Tuesday, February 22, 2011

The Problem at the End of A Wonderful Life

THIS DISCUSSION/REVIEW of Mr. Smith Goes To Washington and It's a Wonderful Life CONTAINS SPOILERS

I just finished watching the Frank Capra classic Mr. Smith Goes to Washington for the first time. Somewhere in my youngest days I may have seen snatches of it when it played on Saturday Night at the Movies, but the time I took it out from the library years ago I'm fairly certain I watched only part of it and left the rest. You pretty much know the end from the beginning, because... well it's Frank Capra and that happy ending sells hope, soap and movie tickets.

It's the classic formula, with the hero fighting for the right. Setback after setback leaves the viewer biting nails, and just when things seem darkest of all and hope is lost, hurrah! The good guy wins.

My DVD player (or rather, my Mac) has a small control panel that tells how much of the movie has played and how much remains. I was surprised, therefore when the little green numbers indicated that there were less than two minutes left in the film, after 127 minutes played, and the end is still not beginning. It's the famous filibuster scene. Not only has congress become weary, I imagine audiences were, too. "How long is this going to last?" Just before rigor mortis sets in, suddenly, with a flourish finish, it's over.

So there you have it, the Capra formula with his good-hearted star Jimmy Stewart walking the plank and sinking, down down down and then whoosh… Victory.

The structure so paralleled It's A Wonderful Life, which stars the same lovable hero, that my mind fixated on the problem I had with A Wonderful Life's tidy ending. That's a perennial favorite for many Americans at Christmas time, almost more important than going to church for some.

The most recent time I watched that film, about a month ago, I noticed that even though it feels good at the end when Clarence gets his wings, there is a problem, a complication that the film never addresses. As you recall George Bailey has just experienced the ultimate nightmare, what life would have been like had he never existed. Then, he is gratefully wakened and returns to the realities that he'd failed to recognize while in his puddle of despair. Fortunately, his lifetime of generosity comes back to him as friends line up to give their all in order to keep George from going to jail for fraud. Yes, George was in serious trouble, but all those people he helped when they'd been in trouble returned, like good karma, to help him when he was down.

So, what's my problem with that? Well, he needed $7,000 and all these people made sacrifices of all kinds, laying their money on the table so that it was a big pile of cash that the accountant tallied as it happened. Then, there's a phone call from an old friend saying he was wiring $25,000 for old Georgie boy because he heard George was in trouble.
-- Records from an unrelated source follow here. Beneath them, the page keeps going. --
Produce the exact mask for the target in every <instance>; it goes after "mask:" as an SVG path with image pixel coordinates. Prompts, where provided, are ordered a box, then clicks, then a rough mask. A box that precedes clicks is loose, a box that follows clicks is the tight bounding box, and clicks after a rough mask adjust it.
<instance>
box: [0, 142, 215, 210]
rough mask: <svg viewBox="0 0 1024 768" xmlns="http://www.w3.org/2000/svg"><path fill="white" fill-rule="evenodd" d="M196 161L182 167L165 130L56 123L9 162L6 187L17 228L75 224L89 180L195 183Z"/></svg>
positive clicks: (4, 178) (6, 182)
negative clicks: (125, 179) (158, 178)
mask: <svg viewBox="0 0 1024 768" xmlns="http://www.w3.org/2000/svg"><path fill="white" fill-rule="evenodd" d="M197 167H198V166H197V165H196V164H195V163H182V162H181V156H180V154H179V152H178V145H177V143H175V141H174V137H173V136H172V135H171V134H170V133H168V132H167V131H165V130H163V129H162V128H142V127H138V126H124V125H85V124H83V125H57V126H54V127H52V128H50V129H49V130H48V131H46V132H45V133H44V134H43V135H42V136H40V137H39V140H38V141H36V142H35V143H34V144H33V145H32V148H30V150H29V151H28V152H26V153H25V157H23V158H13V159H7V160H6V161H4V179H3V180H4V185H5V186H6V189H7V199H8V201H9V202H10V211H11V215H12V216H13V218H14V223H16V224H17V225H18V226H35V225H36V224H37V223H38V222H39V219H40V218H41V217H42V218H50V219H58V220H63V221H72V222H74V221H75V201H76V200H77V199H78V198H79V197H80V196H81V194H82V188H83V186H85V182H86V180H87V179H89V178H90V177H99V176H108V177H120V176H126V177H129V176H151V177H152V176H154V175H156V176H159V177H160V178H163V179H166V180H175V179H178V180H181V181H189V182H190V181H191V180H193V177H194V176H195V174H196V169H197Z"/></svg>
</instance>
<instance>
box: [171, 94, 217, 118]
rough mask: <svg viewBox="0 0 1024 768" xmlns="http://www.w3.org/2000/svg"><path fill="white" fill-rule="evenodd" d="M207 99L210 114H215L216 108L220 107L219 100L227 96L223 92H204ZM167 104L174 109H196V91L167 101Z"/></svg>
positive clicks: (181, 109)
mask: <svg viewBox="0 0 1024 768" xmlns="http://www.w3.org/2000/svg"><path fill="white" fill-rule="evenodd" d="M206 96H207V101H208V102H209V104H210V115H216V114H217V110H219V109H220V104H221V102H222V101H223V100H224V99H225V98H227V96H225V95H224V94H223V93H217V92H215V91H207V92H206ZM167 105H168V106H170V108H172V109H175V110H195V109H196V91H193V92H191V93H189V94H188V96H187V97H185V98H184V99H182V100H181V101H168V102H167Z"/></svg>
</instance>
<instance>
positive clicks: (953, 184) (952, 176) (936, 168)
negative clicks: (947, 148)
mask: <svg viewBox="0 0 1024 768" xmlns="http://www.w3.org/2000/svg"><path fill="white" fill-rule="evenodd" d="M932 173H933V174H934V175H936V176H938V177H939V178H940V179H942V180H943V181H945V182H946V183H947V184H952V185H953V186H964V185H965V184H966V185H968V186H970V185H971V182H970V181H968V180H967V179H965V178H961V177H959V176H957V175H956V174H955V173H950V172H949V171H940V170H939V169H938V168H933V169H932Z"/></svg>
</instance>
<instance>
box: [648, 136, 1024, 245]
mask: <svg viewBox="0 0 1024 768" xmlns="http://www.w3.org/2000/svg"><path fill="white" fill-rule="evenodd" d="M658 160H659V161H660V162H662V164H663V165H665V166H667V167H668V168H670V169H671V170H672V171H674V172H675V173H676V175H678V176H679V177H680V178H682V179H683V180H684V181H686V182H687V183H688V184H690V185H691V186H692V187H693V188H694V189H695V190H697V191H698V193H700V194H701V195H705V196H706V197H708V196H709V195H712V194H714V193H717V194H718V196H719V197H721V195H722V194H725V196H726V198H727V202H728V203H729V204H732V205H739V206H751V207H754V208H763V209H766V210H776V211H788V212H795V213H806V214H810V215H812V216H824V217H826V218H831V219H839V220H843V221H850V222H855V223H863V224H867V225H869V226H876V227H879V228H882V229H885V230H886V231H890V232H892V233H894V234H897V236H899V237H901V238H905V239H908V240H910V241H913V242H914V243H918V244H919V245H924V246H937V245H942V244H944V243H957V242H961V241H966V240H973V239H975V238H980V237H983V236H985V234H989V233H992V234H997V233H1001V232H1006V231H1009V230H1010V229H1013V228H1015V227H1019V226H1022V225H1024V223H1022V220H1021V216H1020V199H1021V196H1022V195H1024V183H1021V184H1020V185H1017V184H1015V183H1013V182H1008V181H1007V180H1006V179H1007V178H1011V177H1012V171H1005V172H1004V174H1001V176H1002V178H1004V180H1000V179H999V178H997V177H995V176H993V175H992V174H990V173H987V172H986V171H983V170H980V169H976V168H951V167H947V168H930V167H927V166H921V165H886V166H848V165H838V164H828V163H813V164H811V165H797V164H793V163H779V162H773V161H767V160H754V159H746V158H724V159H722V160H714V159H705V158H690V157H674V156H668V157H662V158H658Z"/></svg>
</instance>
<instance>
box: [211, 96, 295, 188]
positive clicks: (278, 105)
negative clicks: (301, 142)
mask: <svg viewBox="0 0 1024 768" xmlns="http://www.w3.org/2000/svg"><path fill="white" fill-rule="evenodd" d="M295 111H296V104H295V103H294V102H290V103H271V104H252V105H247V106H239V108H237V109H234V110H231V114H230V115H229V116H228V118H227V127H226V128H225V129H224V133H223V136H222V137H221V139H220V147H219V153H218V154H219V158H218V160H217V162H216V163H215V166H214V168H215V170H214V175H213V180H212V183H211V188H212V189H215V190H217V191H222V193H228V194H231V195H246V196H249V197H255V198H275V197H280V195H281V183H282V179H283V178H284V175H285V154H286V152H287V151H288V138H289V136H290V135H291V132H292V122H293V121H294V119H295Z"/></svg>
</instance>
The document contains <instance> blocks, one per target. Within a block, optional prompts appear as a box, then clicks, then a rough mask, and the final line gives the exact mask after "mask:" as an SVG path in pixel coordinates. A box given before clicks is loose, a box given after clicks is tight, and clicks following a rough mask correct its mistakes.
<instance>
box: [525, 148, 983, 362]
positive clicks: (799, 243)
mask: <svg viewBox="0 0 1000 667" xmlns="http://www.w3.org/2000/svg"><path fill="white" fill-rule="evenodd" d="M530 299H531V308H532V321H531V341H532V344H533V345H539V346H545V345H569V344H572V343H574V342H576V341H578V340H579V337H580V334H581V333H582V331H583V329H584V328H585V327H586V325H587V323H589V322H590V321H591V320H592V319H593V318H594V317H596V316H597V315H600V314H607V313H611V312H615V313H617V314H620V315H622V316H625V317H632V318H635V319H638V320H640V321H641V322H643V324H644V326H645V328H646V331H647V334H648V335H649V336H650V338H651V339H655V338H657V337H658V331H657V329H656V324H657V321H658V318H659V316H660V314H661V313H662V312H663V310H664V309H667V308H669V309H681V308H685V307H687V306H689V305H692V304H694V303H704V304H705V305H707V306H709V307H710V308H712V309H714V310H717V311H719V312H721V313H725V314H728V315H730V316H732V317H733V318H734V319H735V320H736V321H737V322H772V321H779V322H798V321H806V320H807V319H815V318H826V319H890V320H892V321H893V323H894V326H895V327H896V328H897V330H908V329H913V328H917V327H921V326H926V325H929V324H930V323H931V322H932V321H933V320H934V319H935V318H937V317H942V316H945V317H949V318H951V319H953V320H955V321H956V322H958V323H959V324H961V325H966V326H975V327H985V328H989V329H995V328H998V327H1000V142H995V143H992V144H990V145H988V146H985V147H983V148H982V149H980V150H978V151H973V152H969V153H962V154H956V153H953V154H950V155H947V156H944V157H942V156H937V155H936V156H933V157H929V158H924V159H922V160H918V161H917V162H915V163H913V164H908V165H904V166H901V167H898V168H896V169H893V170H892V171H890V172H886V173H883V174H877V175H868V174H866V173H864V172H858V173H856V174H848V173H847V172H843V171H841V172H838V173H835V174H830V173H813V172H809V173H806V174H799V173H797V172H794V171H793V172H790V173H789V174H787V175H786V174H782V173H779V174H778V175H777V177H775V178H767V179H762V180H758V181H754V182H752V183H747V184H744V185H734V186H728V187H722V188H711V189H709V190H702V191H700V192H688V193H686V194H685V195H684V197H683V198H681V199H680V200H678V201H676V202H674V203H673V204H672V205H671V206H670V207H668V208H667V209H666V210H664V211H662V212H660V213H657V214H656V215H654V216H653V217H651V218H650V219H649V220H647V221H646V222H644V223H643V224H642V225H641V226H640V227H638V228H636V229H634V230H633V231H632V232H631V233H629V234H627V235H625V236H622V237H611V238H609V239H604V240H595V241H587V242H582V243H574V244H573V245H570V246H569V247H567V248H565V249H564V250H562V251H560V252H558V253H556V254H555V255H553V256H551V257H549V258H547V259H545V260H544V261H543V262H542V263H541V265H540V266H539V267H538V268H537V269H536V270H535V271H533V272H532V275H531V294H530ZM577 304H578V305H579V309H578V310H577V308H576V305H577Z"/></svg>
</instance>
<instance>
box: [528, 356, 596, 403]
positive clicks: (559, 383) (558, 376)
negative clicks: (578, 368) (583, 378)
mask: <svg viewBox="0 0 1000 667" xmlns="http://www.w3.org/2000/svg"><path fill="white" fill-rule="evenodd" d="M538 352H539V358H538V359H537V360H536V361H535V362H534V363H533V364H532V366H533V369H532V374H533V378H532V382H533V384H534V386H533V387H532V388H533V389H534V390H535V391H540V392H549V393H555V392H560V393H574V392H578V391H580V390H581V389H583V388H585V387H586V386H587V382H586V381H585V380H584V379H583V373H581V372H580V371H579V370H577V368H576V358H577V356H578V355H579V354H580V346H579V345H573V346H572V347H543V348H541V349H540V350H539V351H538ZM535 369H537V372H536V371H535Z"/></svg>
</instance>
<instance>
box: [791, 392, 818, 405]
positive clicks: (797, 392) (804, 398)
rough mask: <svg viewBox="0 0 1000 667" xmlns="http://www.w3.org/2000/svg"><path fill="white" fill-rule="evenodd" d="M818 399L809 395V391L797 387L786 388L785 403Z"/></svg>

Everybody there was cheerful and happy and the movie goers were happy... but don't you think one of the people who just gave so cheerfully might have gone to bed stewing over this thought, "How do you like that? I really didn't have to raid my piggy bank since that fellow from New York just wired more than three times what George needed."

Maybe I shouldn't think too deeply about that one.

Old movies loved keeping things tidy, which is O.K. probably. Real life is a bit more complex. But even though life is messy sometimes, it really is still wonderful. And better than the alternative.


LEWagner said...

"Old movies loved keeping things tidy, which is O.K. probably. Real life is a bit more complex."

I think you're right, there. Life on this earth IS a bit complex.
Thankfully, the afterlife can be known, however, by going to church on Sundays, and by reading and believing the Holy Bible.
The Holy Bible tells us that the only requirement for eternal salvation is to have accepted Jesus as personal savior.
What could be more simple!!

ENNYMAN said...

Thanks for the comment.
And yes, the Holy Bible is a bit more complex than that.